In [None]:
import dask.dataframe as dd
import pandas as pd
import boto3
import os

from dask_cloudprovider.aws import FargateCluster
from dask.distributed import Client

# modeling
import dask_ml
# from dask_ml. import 

# Building Our Model

Now that we have our imports in, lets get started on the fun stuff!

## Defining AWS ECS+Fargate Cluster
We'll need to define our underlying resources where our code will run on. I'm using a temporary cluster, much like that which will run our managed work loads via prefect when automated. Here, we will define a cluster, spin up the resources, and use it for the duration of the model building process. 

One important thing to note is that without defining the needed items such as the cluster to be used or the security groups or IAM credentials to use, Dask-ClusterProvider would actually define those resources itself without requiring our input. While thats convenient for quick projects, I'm going to intentionally avoid that by using some elbow grease for security's sake. I plan to use this in the future, and the less gaps potentially creating risk are ideal for that. Also note that because we are interfacing with AWS S3 storage to store and version our models and feature engineering pipelines, we'll need to make sure that we have defined the correct permissions to allow that in our AWS infrastructure. This will be an additional "Task IAM Role" that we must define, giving the process the right to connect to our buckets. This will also be useful when our workload in Prefect must obtain those serialized objects as well.

In [None]:
# define our model developement cluster
cluster = FargateCluster(
    n_workers = 4,
    fargate_use_private_ip = False, # I don't really feel like going through the trouble of making this private
    worker_cpu = 1024,
    worker_mem = 4096,
    vpc = os.getenv('AWS_VPC_ID'),
    subnets = [os.getenv('AWS_PRIVATE_SUBNET_1'),os.getenv('AWS_PRIVATE_SUBNET_2')], # use the public subnets from creating them in the IaC
    security_groups = [os.getenv('AWS_DASK_SECURITY_GROUP'), os.getenv('AWS_PRIVATE_SUBNET_SECURITY_GROUP')] 
    cluster_arn = os.getenv('AWS_ECS_CLUSTER_ARN'),
    execution_role_arn = os.getenv('AWS_ECS_EXEC_ROLE_ARN'),
    task_role_arn = os.getenv('AWS_ECS_TASK_ROLE_ARN'),
    scheduler_timeout = '15 minutes', # a bit longer because we're just in "dev" right now
    image = 'daskdev/dask:2021.2.0', 
    environment = {
        'EXTRA_CONDA_PACKAGES': '',
        'EXTRA_PIP_PACKAGES': 'dask-ml, boto3, '
    }
)

We'll need to create our dask.distributed Client object for establishing a connection to the Fargate Cluster we're spinning up. Assure this is closed when done using it with `cluster.close()`

In [None]:
client = Client(cluster)

## Loading Data

## Feature Engineering

## Modeling Data

## Testing Inference

# MLOps

Its like DevOps, but with Machine Learning! Now comes the more boring part for a lot of folks. To have a robust, advanced, and mature data science approach you must invest time and thought into how your team will approach such advanced - and sometimes convoluted - processes such as deploying models and managing the models predictive accuracy among your systems, otherwise known as [model decay](https://towardsdatascience.com/concept-drift-and-model-decay-in-machine-learning-a98a809ea8d4?gi=1cb3decbf414).
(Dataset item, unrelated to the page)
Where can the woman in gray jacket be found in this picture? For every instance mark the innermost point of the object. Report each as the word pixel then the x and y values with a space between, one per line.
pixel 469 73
This is where tools like Amazon SageMaker, SAS VDMML, Azure Machine Learning, etc will come into play. Tools like these can be indespensible for some established, large teams that need extra capabilities to encourage more agile approaches across several projects and sub-teams. For my project, I've decided to avoid that for now, instead opting for more simplicity and budget-friendly methods like simply using an S3 bucket to manage my feature engineering and model repository needs. Its important to understand all the tradeoffs with seemingly simple decisions like that before fully determining what strategy your team should follow. Some things to keep in mind aare the following:
1. Cost
2. Data Science Dept/Team Size, Structure, Available Skillsets, and Goals
3. Infrastructural Requirements -> Staffing, Security, and Integration Needs.
4. Model Deployment Frequencies and Types -> Batch, Web Service, Event Stream, etc.



## Serializing Feature Processing & Trained Model
To save a trained model, we'll need to use [serialization](https://en.wikipedia.org/wiki/Serialization). On this project I will be using joblib to get the "job" done. Just had to sneak that pun in, I hope I didn't lose anyone from it! Other popular serialization libraries in the Python ecosystem are [marshmallow](https://marshmallow.readthedocs.io/en/stable/) and [pickle](https://docs.python.org/3/library/pickle.html), if you'd like to explore other serializer options out there as well. Pickle is going to be your simplest one out there, but its a hoot to optimize for given its underlying C code.

## Writing Model To Versioned S3 Bucket

Using buckets created within the Pulumi IaC, we're going to save both our feature engineering items as well as our model. 

One thing that's important for a rock-solid workflow is to build & define a standard model versioning practice, and to do so, we'll need to be skillful with how we save these serialized objects to the cloud... whatever we are using as our model "repository".

## Clean Up
Don't forget to close out the termporary dask cluster!

In [None]:
cluster.close()